Het hoger beroep van appellant slaagt wel wat betreft de door de rechtbank uitgesproken proceskostenveroordeling. Appellant heeft terecht gesteld dat de rechtbank heeft verzuimd het Uwv ook te veroordelen in de reiskosten en de kosten verbonden aan de inschakeling van een deskundige in beroep. Deze kosten zijn door appellant begroot op € 15,50 respectievelijk
€ 791,37. Het Uwv heeft deze kosten niet betwist. De kosten komen dan ook voor vergoeding in aanmerking. Dit betekent dat de aangevallen uitspraak dient te worden vernietigd voor zover de rechtbank heeft verzuimd een proceskostenveroordeling uit te spreken voor de reiskosten en de kosten verbonden aan de inschakeling van een deskundige in beroep. In verband daarmee bestaat (ook) aanleiding het Uwv te veroordelen in de proceskosten van appellant in hoger beroep. De kosten voor verleende rechtsbijstand worden begroot op
€ 1.068,- in hoger beroep (1 punt voor het hoger beroepschrift en 1 punt voor de zitting) en
€ 42,20 voor reiskosten in hoger beroep. De proceskostenveroordeling bedraagt dan in totaal € 1.917,07.

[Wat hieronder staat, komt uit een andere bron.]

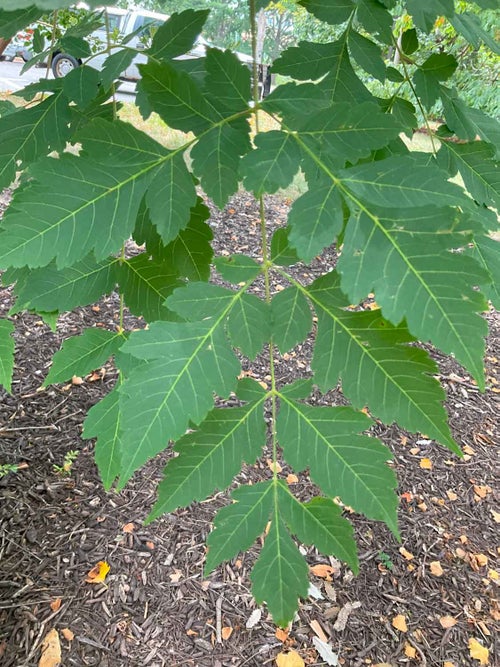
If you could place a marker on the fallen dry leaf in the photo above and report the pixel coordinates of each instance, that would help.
(322, 570)
(98, 573)
(399, 622)
(281, 635)
(51, 650)
(410, 651)
(344, 614)
(406, 554)
(436, 569)
(273, 466)
(55, 604)
(478, 651)
(290, 659)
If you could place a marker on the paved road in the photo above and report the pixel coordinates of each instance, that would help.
(11, 80)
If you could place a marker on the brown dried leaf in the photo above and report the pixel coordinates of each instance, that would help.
(51, 650)
(322, 570)
(436, 568)
(68, 634)
(478, 651)
(399, 622)
(290, 659)
(55, 604)
(98, 573)
(410, 651)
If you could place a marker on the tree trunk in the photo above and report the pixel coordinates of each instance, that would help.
(3, 44)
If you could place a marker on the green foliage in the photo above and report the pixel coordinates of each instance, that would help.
(416, 242)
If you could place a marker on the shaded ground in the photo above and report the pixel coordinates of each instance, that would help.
(156, 608)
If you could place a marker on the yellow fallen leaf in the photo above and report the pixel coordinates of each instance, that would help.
(51, 650)
(281, 635)
(478, 651)
(68, 634)
(290, 659)
(410, 651)
(98, 573)
(399, 622)
(406, 554)
(322, 570)
(436, 569)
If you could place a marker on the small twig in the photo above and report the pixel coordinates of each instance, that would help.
(218, 620)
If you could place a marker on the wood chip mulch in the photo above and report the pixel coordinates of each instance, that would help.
(155, 607)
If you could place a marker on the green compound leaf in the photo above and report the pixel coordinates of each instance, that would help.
(476, 164)
(280, 575)
(29, 134)
(397, 182)
(425, 12)
(340, 461)
(398, 384)
(237, 526)
(422, 280)
(330, 11)
(367, 54)
(170, 198)
(185, 364)
(282, 253)
(178, 34)
(6, 354)
(351, 133)
(237, 268)
(315, 220)
(145, 284)
(216, 160)
(249, 324)
(81, 354)
(114, 65)
(106, 182)
(320, 522)
(438, 67)
(292, 318)
(375, 19)
(13, 20)
(175, 96)
(81, 85)
(211, 456)
(273, 164)
(227, 82)
(486, 251)
(103, 422)
(49, 289)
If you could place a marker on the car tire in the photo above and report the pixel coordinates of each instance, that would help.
(63, 63)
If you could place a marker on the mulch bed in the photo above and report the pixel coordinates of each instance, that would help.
(156, 607)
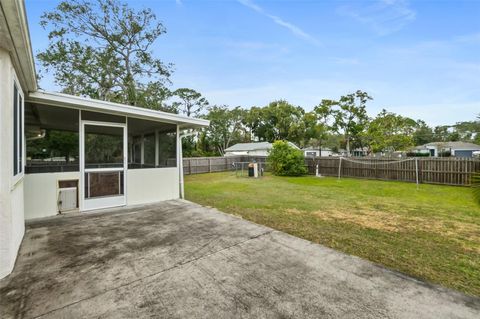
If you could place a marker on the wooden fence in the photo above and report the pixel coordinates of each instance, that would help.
(446, 171)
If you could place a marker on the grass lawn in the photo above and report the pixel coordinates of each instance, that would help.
(432, 233)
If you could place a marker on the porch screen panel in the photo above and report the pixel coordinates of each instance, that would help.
(103, 147)
(99, 184)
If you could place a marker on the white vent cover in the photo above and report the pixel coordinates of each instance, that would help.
(67, 199)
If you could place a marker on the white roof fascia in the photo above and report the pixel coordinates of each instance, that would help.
(15, 37)
(87, 104)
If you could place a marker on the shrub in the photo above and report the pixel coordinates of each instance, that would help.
(286, 160)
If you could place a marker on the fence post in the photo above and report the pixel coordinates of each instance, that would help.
(416, 170)
(339, 167)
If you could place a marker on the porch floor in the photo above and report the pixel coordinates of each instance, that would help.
(177, 259)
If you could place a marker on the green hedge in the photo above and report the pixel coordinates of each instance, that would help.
(286, 160)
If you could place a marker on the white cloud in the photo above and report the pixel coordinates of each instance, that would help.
(297, 31)
(383, 17)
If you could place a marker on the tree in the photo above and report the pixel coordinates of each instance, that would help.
(191, 102)
(351, 117)
(102, 49)
(286, 160)
(279, 121)
(390, 132)
(423, 133)
(225, 126)
(317, 133)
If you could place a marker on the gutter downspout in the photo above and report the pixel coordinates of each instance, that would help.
(180, 162)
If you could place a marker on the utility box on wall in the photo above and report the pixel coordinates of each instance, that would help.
(67, 195)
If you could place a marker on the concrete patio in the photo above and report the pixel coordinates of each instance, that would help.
(179, 260)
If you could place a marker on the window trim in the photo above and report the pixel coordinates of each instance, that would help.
(18, 143)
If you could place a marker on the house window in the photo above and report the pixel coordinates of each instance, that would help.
(17, 131)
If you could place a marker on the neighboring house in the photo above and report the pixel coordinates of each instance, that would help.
(354, 152)
(252, 149)
(457, 149)
(316, 152)
(125, 155)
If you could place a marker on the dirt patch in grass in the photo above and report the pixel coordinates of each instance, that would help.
(387, 221)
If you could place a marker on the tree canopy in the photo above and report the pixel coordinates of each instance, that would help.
(102, 49)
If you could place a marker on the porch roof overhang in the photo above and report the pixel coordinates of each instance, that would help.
(87, 104)
(15, 38)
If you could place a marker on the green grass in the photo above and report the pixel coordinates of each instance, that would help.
(432, 233)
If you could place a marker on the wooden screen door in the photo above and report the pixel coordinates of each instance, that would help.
(103, 164)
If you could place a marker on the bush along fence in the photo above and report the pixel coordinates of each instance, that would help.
(446, 171)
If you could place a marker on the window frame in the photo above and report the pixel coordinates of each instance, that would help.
(18, 139)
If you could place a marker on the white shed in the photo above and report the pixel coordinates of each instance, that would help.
(252, 149)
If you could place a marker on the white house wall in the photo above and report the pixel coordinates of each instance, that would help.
(41, 193)
(258, 153)
(12, 224)
(152, 185)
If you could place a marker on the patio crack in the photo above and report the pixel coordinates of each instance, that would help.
(175, 266)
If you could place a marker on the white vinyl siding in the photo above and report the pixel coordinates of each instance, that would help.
(18, 136)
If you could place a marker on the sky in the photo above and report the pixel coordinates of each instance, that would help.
(420, 59)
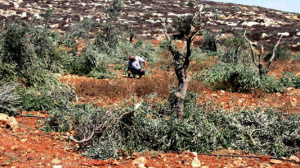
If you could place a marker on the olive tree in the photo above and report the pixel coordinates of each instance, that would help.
(189, 26)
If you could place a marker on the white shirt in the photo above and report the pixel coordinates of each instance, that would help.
(137, 63)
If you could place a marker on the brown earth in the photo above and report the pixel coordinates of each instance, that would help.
(28, 146)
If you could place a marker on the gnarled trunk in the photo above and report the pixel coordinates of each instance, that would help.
(183, 83)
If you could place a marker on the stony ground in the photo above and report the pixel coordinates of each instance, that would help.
(146, 17)
(28, 146)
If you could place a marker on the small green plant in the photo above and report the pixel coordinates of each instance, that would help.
(10, 101)
(281, 54)
(191, 4)
(209, 42)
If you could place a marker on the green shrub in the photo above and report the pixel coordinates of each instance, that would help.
(280, 54)
(10, 101)
(151, 127)
(232, 77)
(44, 93)
(183, 24)
(203, 130)
(209, 42)
(191, 4)
(101, 72)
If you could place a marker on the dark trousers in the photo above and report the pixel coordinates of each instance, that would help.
(135, 71)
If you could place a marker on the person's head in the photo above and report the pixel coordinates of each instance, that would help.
(131, 58)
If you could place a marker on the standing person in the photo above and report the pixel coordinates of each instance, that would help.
(135, 66)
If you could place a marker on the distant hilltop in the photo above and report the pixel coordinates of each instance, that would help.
(145, 17)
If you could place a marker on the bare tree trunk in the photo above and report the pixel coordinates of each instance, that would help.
(262, 70)
(181, 94)
(181, 63)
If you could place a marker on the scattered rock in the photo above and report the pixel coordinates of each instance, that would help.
(140, 162)
(113, 162)
(23, 140)
(284, 34)
(264, 35)
(14, 147)
(55, 161)
(2, 150)
(12, 122)
(3, 120)
(294, 158)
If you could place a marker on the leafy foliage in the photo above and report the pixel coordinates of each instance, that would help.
(183, 24)
(10, 101)
(232, 76)
(204, 129)
(209, 42)
(281, 54)
(45, 93)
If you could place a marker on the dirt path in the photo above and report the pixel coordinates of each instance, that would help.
(30, 147)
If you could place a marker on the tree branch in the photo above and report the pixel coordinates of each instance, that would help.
(273, 54)
(251, 47)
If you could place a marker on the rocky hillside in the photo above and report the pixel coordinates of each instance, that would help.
(145, 17)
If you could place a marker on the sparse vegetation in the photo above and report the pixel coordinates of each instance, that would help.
(138, 115)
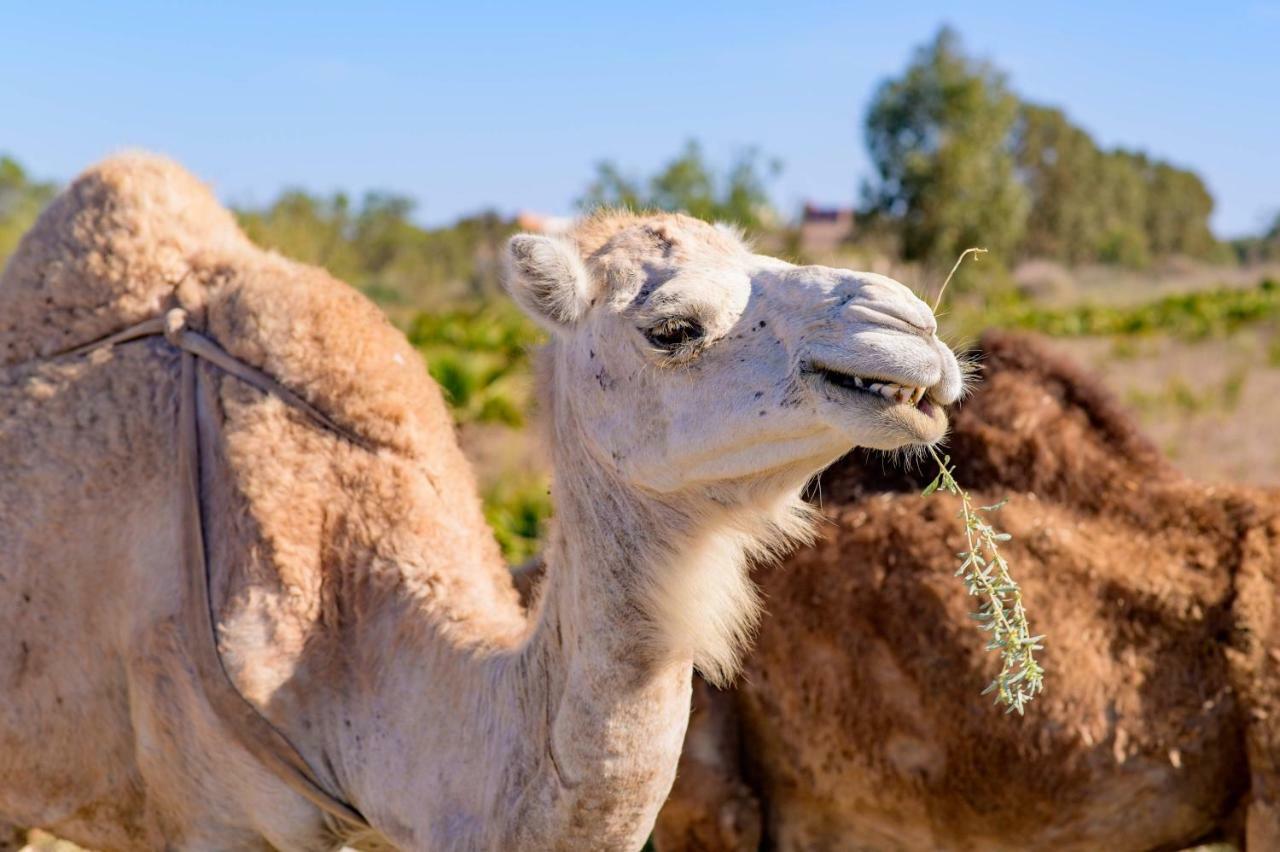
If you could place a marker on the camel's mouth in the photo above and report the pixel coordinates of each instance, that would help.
(892, 392)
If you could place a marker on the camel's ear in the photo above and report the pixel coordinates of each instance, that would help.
(547, 279)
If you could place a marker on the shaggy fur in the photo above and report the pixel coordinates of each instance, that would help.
(859, 711)
(360, 600)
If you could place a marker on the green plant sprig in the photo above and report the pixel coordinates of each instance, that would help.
(986, 576)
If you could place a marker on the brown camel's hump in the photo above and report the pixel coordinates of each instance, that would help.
(1036, 424)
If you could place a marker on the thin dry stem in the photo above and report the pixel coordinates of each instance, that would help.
(959, 260)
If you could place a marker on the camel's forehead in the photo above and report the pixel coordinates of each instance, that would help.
(668, 238)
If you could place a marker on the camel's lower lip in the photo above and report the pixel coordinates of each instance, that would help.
(891, 392)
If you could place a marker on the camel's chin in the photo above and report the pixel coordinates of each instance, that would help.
(899, 425)
(920, 426)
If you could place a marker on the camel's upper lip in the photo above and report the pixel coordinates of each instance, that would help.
(892, 390)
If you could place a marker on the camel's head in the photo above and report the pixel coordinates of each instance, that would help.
(690, 361)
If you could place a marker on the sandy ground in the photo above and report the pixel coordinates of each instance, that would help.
(1212, 407)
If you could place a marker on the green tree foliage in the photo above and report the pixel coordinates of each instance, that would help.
(21, 202)
(688, 183)
(479, 355)
(960, 163)
(376, 246)
(938, 138)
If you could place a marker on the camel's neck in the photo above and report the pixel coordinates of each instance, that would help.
(571, 737)
(609, 694)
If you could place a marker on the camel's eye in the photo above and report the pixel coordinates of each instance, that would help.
(675, 334)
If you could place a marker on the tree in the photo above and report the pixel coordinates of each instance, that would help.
(689, 184)
(940, 142)
(1061, 169)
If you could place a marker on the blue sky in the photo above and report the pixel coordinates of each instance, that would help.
(511, 105)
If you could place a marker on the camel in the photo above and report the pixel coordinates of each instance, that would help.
(858, 722)
(392, 690)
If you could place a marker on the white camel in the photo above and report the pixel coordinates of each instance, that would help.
(361, 609)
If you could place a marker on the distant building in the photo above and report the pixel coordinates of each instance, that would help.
(824, 229)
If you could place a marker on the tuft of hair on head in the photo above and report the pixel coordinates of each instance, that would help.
(708, 607)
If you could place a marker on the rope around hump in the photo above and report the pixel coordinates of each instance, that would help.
(246, 724)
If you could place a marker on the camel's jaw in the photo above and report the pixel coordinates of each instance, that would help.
(897, 411)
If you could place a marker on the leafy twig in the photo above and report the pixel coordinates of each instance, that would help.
(986, 576)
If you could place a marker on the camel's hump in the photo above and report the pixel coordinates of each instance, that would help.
(137, 234)
(106, 253)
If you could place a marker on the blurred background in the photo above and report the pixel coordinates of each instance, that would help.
(1118, 160)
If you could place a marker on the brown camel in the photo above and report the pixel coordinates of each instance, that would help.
(858, 722)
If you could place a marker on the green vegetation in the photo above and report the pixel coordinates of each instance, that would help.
(1187, 316)
(479, 353)
(960, 161)
(517, 511)
(944, 174)
(376, 246)
(986, 576)
(21, 201)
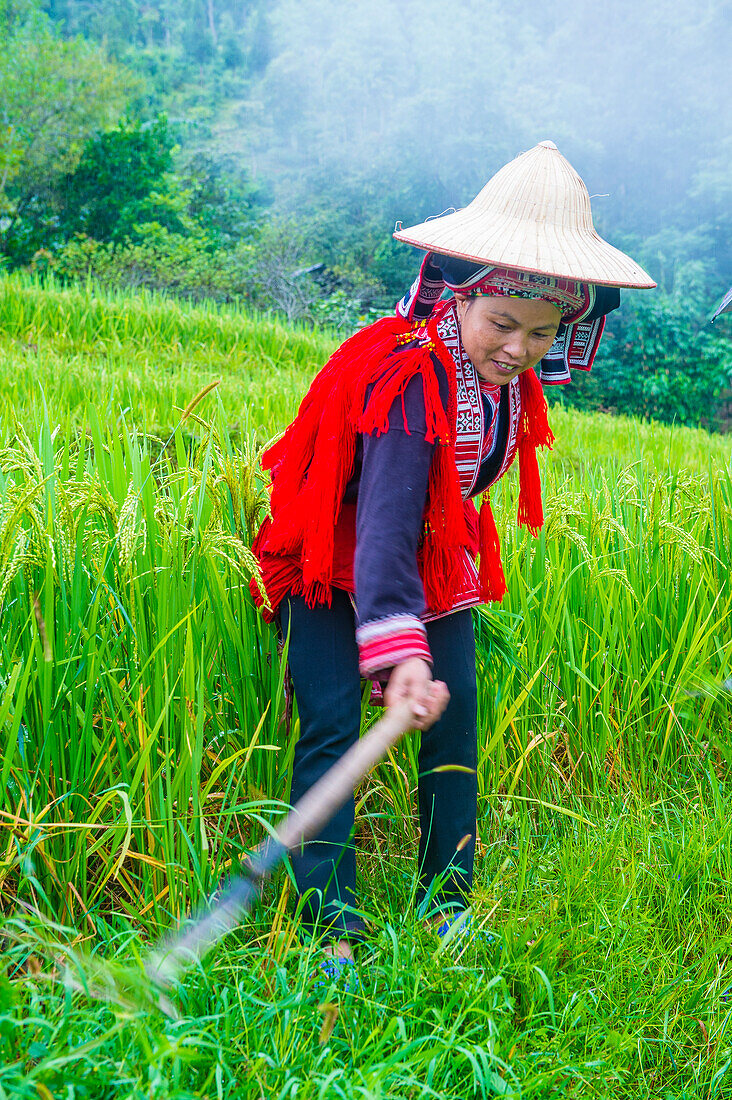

5. Bij deze uitkomst wordt het verzoek om veroordeling van het Uwv tot schadevergoeding in de vorm van wettelijke rente afgewezen.

BESLISSING

De Centrale Raad van Beroep:
- vernietigt de aangevallen uitspraak voor zover daarbij het Uwv niet is veroordeeld in de reiskosten van appellant en de kosten verbonden aan de inschakeling van een deskundige in beroep;
- bevestigt de aangevallen uitspraak voor het overige;
- wijst het verzoek om schadevergoeding af;
- veroordeelt het Uwv in de proceskosten van appellant tot een bedrag van € 1.917,07;
- bepaalt dat het Uwv het door appellant betaalde griffierecht in hoger beroep van € 128,- vergoedt.
Deze uitspraak is gedaan door I.M.J. Hilhorst-Hagen als voorzitter en T. Dompeling en W.J.A.M. van Brussel als leden, in tegenwoordigheid van A.L.K. Dagmar als griffier. De beslissing is uitgesproken in het openbaar op 8 juli 2021.